In May, the United Nations said that poverty and food insecurity had escalated severely over the past three years. It estimated 17% of the population battled to put food on the table, up from 14% in 2009. In addition, the UN calculated that the malnutrition rate had risen to 31% of children under five, up from 23% in 2005.
From bad to worse
Analysts say that under Mr Morsi, Egypt’s economy went from bad to much worse and is now close to collapse. Electricity and water supplies are sporadic and in some places, even basic foods such as bread are hard to come by.
However, such a picture shouldn’t detract from the fact that Egypt economy was in dire straits before the revolution that ousted Hosni Mubarak. Unemployment was running at 10% and a quarter of young people were out of work.
In the absence of the Muslim Brotherhood in control of the government, the willingness on the part of donors like Qatar may be in question.
Also, there’s no guarantee that any replacement authority will be able to prise cash out of the International Monetary Fund. Mr Morsi’s government did sign the much-needed IMF’s $4.8bn loan deal last November, but failed to ratify or implement it.

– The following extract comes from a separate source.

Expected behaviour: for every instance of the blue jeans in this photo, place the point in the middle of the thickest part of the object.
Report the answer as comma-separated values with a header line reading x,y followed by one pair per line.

His reluctance to sign the deal was, in part, down to the austerity measures that were conditional on it. Taxes would have increased and, more importantly, fuel and fuel subsidies would have been cut.
Such moves would have made the government extremely unpopular and, no doubt, would have resulted in mass protests.
But by not implementing the strings that were attached to the IMF loan, the economy deteriorated further and the inevitable ousting happened anyway.
Where next?
It’s almost impossible to have any sort of economic stability in the face of political turmoil. By taking control, the Egyptian army may provide the degree of stability necessary to bring the donors and investors back, if only in the short-term.
Hence, the jump in Cairo’s stock market. The cost of insuring financial exposure to Egypt in the Credit Default Swap (CDS) market has also fallen.
However, this initial euphoria may be short-lived – underneath the harsh economic realities remain.
Karim Shafaei is the chairman of Al Ismaelia for Real Estate Investments, a firm that refurbishes old buildings in Cairo.
He told the BBC it’s almost impossible to do business under conditions of such uncertainty.
“Without knowing where the laws of country are going, what form the economic policy is coming I’m unable to make investments without knowing what the risks are that I’m taking,” he said.
As an example of the difficulties facing any authority that replaces Mr Morsi, analysts point to the issue of fuel subsidies.
Currently, the cost of keeping the price of fuel low gobbles up nearly 8% of the country’s GDP. So, any formula implemented to permanently boost and stabilise Egypt’s economy has to address this through a subsidy cut.
The trouble is, any government replacing Mr Morsi’s will be only too aware that Egyptians would be more than willing to take to the streets if their lives are made any harsher.
Nonetheless, many, like Karem Shafaei, remain optimistic.
“The hope we have is that, whatever is happening now, the turmoil and the inability to do business, will result in a better society that is able to set more healthy economic policies, have more transparency politically that will allow more investors to come in and eventually see a society that flourishes.”